The presumption is that there are worthy projects - new factories,
business expansions, new technological developments, new employees to
be hired - just waiting for credit from the banks. Now, with their
balance sheets restored (they laid their subprime-infected credits off
on the Fed in return for Treasury bonds)...they'll be able to lend
again; that's the theory.
But what new factories? Who's hiring? What businesses are expanding?

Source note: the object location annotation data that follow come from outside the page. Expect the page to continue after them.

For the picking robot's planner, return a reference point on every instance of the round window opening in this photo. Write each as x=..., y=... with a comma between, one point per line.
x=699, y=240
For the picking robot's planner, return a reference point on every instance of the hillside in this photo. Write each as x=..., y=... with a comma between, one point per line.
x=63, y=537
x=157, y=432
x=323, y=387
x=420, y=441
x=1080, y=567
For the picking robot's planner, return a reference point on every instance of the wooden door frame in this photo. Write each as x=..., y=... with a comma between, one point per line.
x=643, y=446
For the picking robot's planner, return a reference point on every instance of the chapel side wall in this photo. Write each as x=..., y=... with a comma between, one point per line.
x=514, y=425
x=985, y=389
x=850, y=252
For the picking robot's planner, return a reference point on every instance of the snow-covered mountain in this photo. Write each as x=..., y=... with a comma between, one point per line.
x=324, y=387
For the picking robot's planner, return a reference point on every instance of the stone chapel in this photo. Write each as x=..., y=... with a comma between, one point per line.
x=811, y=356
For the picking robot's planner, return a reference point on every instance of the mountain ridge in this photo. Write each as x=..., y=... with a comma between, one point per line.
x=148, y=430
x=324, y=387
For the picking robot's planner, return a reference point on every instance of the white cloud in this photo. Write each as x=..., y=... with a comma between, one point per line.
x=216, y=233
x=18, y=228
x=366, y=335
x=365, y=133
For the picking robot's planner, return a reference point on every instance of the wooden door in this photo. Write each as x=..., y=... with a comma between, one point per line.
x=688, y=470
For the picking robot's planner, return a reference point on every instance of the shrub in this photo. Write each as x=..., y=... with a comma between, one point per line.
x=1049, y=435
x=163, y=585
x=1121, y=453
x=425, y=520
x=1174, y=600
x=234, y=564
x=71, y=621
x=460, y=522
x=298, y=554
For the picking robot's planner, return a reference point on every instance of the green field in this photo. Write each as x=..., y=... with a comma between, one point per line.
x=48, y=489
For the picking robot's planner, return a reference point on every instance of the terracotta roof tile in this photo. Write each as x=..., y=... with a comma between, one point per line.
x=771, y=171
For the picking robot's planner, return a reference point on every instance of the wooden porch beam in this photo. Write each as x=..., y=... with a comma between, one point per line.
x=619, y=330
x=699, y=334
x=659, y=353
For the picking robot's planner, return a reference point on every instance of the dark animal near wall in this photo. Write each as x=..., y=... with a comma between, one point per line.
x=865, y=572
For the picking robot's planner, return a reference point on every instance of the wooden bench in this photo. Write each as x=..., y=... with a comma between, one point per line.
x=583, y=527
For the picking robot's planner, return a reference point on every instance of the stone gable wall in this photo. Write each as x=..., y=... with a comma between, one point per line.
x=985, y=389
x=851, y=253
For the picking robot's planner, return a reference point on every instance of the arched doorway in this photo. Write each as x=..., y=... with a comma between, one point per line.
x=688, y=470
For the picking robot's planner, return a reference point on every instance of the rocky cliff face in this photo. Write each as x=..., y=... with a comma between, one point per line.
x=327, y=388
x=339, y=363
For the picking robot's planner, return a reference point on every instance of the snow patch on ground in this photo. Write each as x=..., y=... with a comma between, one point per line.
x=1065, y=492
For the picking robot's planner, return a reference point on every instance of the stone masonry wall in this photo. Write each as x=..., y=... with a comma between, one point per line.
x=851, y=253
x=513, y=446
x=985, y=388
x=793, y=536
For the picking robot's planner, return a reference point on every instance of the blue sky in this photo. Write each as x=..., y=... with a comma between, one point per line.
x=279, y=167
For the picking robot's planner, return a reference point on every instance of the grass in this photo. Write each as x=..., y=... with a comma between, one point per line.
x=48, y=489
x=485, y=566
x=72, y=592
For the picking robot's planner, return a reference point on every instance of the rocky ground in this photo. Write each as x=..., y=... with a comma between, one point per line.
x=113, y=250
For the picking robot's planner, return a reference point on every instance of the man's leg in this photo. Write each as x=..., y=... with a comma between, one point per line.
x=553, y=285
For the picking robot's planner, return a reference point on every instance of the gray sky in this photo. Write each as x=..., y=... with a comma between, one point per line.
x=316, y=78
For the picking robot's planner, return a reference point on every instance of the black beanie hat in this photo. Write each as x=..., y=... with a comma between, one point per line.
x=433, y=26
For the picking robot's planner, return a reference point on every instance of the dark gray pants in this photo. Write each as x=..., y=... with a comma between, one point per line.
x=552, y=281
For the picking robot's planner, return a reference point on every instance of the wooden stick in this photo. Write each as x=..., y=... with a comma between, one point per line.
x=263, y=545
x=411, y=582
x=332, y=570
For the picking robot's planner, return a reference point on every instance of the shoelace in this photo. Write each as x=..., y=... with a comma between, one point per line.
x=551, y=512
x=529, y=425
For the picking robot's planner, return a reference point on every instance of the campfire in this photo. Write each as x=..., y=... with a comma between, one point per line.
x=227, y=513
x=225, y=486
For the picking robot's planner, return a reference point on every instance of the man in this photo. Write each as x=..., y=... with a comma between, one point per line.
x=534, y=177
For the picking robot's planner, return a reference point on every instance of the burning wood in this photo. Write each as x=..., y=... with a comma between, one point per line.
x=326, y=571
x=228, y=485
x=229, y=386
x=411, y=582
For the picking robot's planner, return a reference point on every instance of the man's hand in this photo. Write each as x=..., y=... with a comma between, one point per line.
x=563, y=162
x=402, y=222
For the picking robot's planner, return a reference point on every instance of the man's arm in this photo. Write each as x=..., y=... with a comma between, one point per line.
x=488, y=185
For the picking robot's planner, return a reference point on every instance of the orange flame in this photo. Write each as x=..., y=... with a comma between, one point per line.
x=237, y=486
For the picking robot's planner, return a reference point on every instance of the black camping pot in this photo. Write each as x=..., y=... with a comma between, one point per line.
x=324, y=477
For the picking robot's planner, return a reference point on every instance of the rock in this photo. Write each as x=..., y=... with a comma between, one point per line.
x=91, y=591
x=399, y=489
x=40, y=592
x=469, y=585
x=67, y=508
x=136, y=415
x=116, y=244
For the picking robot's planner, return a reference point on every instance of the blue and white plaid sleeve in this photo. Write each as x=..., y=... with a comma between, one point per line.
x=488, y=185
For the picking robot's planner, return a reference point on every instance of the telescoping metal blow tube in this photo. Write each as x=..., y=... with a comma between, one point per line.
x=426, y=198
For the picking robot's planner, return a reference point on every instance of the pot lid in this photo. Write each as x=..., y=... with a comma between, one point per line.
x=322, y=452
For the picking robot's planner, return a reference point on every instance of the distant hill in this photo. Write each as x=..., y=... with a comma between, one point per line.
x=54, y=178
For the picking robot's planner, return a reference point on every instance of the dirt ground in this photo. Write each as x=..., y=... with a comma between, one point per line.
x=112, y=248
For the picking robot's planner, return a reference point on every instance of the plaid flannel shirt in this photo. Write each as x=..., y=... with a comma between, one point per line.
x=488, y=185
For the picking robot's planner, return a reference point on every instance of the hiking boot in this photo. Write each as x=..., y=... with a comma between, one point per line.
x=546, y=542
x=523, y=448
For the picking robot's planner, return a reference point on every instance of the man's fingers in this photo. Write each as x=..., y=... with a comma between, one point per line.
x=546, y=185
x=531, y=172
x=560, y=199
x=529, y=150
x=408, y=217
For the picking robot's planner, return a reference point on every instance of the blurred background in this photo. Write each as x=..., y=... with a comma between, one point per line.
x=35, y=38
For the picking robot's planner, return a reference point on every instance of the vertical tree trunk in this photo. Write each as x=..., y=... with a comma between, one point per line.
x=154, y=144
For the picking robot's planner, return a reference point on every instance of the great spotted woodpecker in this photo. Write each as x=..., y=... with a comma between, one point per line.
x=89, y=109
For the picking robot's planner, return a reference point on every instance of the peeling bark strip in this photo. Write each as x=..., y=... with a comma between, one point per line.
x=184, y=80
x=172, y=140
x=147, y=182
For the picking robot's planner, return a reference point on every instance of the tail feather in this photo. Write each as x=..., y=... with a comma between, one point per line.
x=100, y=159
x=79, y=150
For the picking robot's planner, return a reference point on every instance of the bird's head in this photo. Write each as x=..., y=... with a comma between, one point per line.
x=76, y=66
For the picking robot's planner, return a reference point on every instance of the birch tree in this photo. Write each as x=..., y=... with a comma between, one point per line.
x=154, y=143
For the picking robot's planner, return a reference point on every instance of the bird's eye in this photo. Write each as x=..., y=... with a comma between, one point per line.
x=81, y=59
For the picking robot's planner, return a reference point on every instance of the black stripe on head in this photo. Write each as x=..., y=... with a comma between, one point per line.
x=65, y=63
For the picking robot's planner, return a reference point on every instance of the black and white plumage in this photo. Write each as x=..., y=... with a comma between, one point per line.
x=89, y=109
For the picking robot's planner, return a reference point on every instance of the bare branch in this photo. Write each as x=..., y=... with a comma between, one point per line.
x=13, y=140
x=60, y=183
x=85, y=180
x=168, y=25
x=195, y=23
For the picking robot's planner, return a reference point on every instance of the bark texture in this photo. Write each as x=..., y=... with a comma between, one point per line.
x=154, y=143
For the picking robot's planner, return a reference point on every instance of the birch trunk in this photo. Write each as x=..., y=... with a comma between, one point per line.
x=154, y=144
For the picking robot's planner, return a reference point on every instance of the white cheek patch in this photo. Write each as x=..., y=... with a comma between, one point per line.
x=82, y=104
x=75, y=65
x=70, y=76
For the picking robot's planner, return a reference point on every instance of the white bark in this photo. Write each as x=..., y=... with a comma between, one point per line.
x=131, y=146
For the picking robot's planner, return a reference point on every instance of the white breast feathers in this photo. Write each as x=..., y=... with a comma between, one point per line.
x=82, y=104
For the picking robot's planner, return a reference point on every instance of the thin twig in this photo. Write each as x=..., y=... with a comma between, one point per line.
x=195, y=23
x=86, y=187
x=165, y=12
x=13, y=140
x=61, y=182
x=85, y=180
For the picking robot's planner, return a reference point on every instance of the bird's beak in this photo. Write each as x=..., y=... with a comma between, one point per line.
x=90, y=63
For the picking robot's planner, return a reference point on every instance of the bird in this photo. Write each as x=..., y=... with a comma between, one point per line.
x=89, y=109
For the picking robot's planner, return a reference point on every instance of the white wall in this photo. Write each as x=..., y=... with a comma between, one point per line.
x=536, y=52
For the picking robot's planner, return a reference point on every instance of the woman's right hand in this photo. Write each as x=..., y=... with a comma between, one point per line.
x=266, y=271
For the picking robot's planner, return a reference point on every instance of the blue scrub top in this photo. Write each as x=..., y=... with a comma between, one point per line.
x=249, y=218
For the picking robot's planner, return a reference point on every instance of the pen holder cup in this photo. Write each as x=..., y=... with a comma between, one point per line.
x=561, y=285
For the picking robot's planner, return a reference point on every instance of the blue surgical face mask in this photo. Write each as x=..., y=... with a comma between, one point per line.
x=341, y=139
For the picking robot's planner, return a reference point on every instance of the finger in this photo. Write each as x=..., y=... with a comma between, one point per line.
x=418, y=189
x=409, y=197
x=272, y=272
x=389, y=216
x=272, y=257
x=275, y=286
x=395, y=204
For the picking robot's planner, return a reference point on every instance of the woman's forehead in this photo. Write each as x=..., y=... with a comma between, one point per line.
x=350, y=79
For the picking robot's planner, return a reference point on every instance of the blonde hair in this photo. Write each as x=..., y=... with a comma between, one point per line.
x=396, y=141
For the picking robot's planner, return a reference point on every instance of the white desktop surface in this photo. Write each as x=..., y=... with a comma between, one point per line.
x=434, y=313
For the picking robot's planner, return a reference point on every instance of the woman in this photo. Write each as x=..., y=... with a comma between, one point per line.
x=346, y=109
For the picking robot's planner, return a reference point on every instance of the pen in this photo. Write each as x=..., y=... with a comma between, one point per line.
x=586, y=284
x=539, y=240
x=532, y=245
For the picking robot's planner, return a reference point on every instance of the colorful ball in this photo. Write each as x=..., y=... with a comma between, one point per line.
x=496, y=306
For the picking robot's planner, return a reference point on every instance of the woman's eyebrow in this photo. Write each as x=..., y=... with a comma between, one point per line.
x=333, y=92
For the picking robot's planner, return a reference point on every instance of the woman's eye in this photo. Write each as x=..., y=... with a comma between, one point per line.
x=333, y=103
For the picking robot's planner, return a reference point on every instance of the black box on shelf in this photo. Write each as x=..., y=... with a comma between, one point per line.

The country is in a recession, for Pete's sake. Besides, in the late
stages of a credit bubble, few people borrow to actually expand the
economy. The borrowers, instead, are hedge funds and speculators -
just the people the banks are now afraid of. That's just the way a
credit cycle works. At first, the borrowers are solid...with sensible
plans for the money. Each dollar they borrow results, say, another 75
cents to the nation's GDP. But as the cycle goes on, the borrowers
become more and more reckless. Asset prices tend to move up quickly,
so the borrowers figure they can't lose...and the lenders figure they
have nothing to worry about because the collateral is becoming more
and more valuable. As credit quality declines, each additional dollar
borrowed adds less and less to the real economy. By the end, it may
take an extra $10 worth of credit to produce a single extra dollar of
GDP.
We take it as a given, at this stage, that more lending from the Fed
cannot actually improve the real economy. In fact, it makes it worse -
propping up failing companies, increasing speculation, misallocating
resources, and adding to debts that will have to be paid, one way or
another, by somebody or another, eventually. A better question is -
how much damage will the feds do to the real economy?